Di Hollywood, bukan berarti koneksi tidak penting, melainkan terlalu banyak orang yang punya koneksi. Ambil contoh Joaquin Phoenix, adik dari River Phoenix. Kakaknya meninggal di depan bar milik Johnny Depp, dan seketika itu juga, teman-teman dekatnya menghilang, tak ada yang mau berurusan dengan pecandu itu. Bahkan Leonardo, yang mengidolakan River dan menjadi saksi kematiannya, memilih bungkam. Namun meskipun begitu, Joaquin tetap bisa melangkah di Hollywood, mendapat berbagai proyek menarik—bermain dengan Nicole Kidman, masuk ke tim Oliver Stone, kemudian beradu akting dengan Nicolas Cage.

Begitu keadaan mulai tenang dan pasar sudah sepi, barulah dia benar-benar memanfaatkan jaringan kakaknya dan masuk ke tim produksi "Sang Gladiator".

Orang yang sudah tiada, namanya pun perlahan dilupakan? Siapa yang tahu? Jika mereka benar-benar, seperti yang diperlihatkan di media sosial, tidak mengenal River, dan sangat membenci pecandu narkoba, lalu bagaimana Joaquin bisa masuk ke tim-tim produksi besar itu dengan mudah? Jika mereka benar-benar menghindari nama River, lalu bagaimana Joaquin bisa memanfaatkan koneksi Harrison Ford dan mendapatkan proyek DreamWorks, serta ikut audisi "Sang Gladiator"?

Jadi, di dunia di mana hampir semua orang punya latar belakang, menunjukkan kartu as di awal permainan adalah keputusan yang kurang bijak. Karena kau belum tahu latar belakang lawanmu, tapi sudah lebih dulu membuka kartu sendiri.

“Kau pikir orang-orang yang berkecimpung di Hollywood itu bodoh semua?” David menatap Roland sambil tersenyum, membuka sekaleng cola lalu mendorongnya ke hadapannya.

“Andai aku Chris Columbus, meski aku merasa kau tampil sangat baik, meski penampilanmu sempurna, meski aku yakin kaulah Kevin, aku tetap tidak akan langsung memilihmu setelah audisi selesai.”

“Sebenarnya ini masalah yang sangat sederhana.”

“Kenapa kau harus mengungkapkan identitasmu?”

“Bukankah tujuannya agar kau mendapat peran itu?”

“Kalau begitu, membiarkanmu lolos putaran pertama dan masuk ke putaran kedua, bukankah itu pilihan paling aman?”

“Lagi pula, setelah hari ini, masih ada seratus lima puluh orang lagi yang menunggu untuk dipilih olehku.”

Dia membuka tutup botol bir, meneguknya, lalu melanjutkan, “Kau bilang John Hughes sudah punya calon, tapi bagaimana kau bisa yakin, calon pilihan Chris Columbus bukan ada di antara seratus lima puluh orang berikutnya?”

“Kau menganggap Columbus sebagai celah, tapi kau lupa?
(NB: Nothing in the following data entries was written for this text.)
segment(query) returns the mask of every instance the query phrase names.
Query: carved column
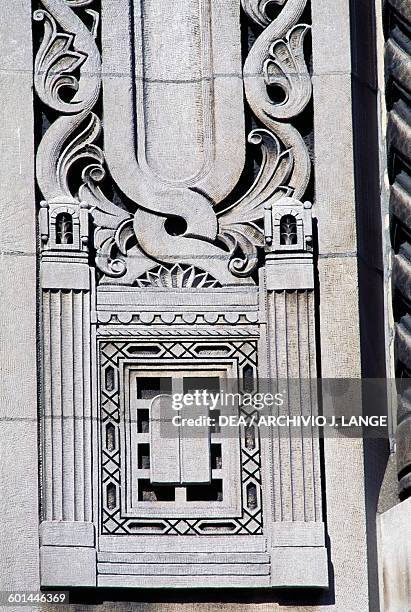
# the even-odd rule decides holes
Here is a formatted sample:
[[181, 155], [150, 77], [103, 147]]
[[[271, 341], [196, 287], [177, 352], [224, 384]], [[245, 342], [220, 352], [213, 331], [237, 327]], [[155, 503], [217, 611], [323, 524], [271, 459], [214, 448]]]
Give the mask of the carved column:
[[[73, 173], [80, 160], [101, 159], [91, 145], [99, 132], [90, 112], [100, 88], [96, 30], [71, 8], [87, 4], [44, 0], [34, 12], [41, 31], [34, 73], [38, 110], [46, 124], [48, 113], [52, 117], [36, 168], [45, 198], [39, 210], [43, 585], [96, 583], [89, 205], [77, 197]], [[97, 25], [95, 11], [87, 13], [80, 15]], [[84, 164], [83, 170], [93, 172]]]
[[87, 204], [41, 203], [44, 584], [55, 580], [56, 560], [66, 581], [95, 583], [88, 225]]
[[411, 8], [387, 2], [387, 145], [391, 183], [394, 316], [399, 382], [397, 465], [401, 498], [411, 495]]
[[43, 520], [91, 522], [88, 210], [44, 202], [40, 215]]
[[[260, 290], [265, 302], [266, 376], [269, 386], [285, 391], [277, 416], [314, 417], [318, 405], [311, 204], [282, 198], [265, 207], [266, 265]], [[324, 534], [317, 428], [299, 431], [291, 425], [286, 430], [273, 429], [270, 464], [273, 564], [279, 551], [278, 538], [294, 528], [301, 534], [301, 539], [295, 539], [295, 563], [306, 556], [303, 542], [311, 541], [313, 568], [319, 569], [326, 563], [326, 552], [321, 547]]]
[[[266, 246], [265, 270], [268, 376], [287, 388], [280, 414], [316, 415], [311, 205], [284, 198], [270, 212], [273, 238]], [[275, 496], [275, 520], [321, 520], [318, 439], [294, 433], [291, 443], [286, 442], [284, 436], [273, 439], [275, 489], [280, 492]], [[284, 470], [291, 471], [291, 479], [284, 480]]]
Columbus justru pemegang kendali utama dalam audisi ini!”

David Olsen adalah seorang pebisnis sejati.

Apa ciri khas seorang pebisnis?

Realistis, rasional, licin.

Karena istrinya, Janet, sudah bilang, pengendali utama audisi ini adalah Columbus, maka jelaslah, dalam pasar yang dikuasai pembeli seperti ini, yang paling tidak perlu khawatir adalah sang sutradara yang memegang semua kekuasaan.
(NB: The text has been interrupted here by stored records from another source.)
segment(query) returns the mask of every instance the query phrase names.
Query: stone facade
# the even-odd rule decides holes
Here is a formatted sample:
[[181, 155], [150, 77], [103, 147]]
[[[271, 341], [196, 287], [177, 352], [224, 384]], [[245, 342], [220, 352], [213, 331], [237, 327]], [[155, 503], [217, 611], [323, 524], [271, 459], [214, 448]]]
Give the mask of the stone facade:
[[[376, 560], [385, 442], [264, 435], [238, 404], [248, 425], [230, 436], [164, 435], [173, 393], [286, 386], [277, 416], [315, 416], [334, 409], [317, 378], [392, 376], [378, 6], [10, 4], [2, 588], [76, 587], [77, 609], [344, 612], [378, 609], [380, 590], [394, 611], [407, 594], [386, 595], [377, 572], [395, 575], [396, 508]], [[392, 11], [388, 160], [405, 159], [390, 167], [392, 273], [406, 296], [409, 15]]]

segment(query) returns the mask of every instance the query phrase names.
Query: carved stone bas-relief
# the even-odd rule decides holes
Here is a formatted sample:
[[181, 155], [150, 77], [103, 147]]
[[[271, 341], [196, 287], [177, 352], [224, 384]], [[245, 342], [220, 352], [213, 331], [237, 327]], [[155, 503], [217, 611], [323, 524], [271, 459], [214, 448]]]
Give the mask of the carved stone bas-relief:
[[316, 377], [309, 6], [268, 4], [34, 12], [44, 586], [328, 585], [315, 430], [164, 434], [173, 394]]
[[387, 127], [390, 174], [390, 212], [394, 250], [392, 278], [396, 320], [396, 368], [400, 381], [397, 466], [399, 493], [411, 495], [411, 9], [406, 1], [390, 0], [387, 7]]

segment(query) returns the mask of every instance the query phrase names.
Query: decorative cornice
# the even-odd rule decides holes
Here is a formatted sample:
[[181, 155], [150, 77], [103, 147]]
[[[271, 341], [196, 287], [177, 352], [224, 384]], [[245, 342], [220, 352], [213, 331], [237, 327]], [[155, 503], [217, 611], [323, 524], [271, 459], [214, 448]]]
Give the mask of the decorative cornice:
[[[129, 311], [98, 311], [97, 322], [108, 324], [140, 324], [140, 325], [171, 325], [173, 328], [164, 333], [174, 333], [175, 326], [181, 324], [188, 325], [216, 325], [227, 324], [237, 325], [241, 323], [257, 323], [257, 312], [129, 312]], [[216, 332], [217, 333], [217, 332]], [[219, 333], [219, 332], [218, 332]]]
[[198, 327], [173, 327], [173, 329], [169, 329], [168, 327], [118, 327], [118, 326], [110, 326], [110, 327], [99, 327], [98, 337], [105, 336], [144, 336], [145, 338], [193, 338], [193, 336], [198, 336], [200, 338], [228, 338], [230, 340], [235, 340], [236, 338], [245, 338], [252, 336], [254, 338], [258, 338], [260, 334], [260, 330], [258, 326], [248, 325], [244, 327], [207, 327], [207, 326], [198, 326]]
Roland jelas bukan Tom Hanks! Tidak ditawari peran hingga bisa keliling dunia tiga kali!

Tanpa ada tim produksi yang berebut menggaet Roland, andai Columbus bisa ditaklukkan dengan mudah—

Maka permainan ini akan terlalu mudah.

“Kau menjadikan Columbus sebagai ujian, untuk melihat apakah kau bisa mendapatkan peran itu, menurutku itu tidak salah.”

“Tapi, jika ingin merebut peran ini dalam satu hari dari pasar yang dikuasai pembeli, itu sangat sulit.”
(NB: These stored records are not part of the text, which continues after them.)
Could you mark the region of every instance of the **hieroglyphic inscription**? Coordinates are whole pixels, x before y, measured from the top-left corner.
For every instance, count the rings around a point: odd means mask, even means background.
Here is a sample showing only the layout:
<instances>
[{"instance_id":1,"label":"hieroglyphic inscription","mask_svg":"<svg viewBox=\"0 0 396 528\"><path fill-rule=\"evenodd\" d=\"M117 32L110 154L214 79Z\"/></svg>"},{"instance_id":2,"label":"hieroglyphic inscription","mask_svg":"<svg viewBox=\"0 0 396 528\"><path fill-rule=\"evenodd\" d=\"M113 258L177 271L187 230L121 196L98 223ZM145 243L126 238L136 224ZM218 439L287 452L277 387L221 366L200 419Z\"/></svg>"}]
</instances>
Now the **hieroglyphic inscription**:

Tatapan David yang seolah menyindir membuat Roland gelisah. Dia menyipitkan mata, menatap David penuh pertimbangan dan kerumitan.

David benar, ini memang soal siapa yang memegang kendali.

Kendali bukan di tangan Roland, jadi sebaik apa pun penampilannya, Columbus takkan langsung memutuskan seperti karakter pendukung di novel online, langsung menunjuknya. Bukan hanya karena di belakang Roland masih ada hutan belantara yang menunggu dieksplorasi, tapi juga karena dia tak punya aura “anak pilihan alam semesta” seperti di novel.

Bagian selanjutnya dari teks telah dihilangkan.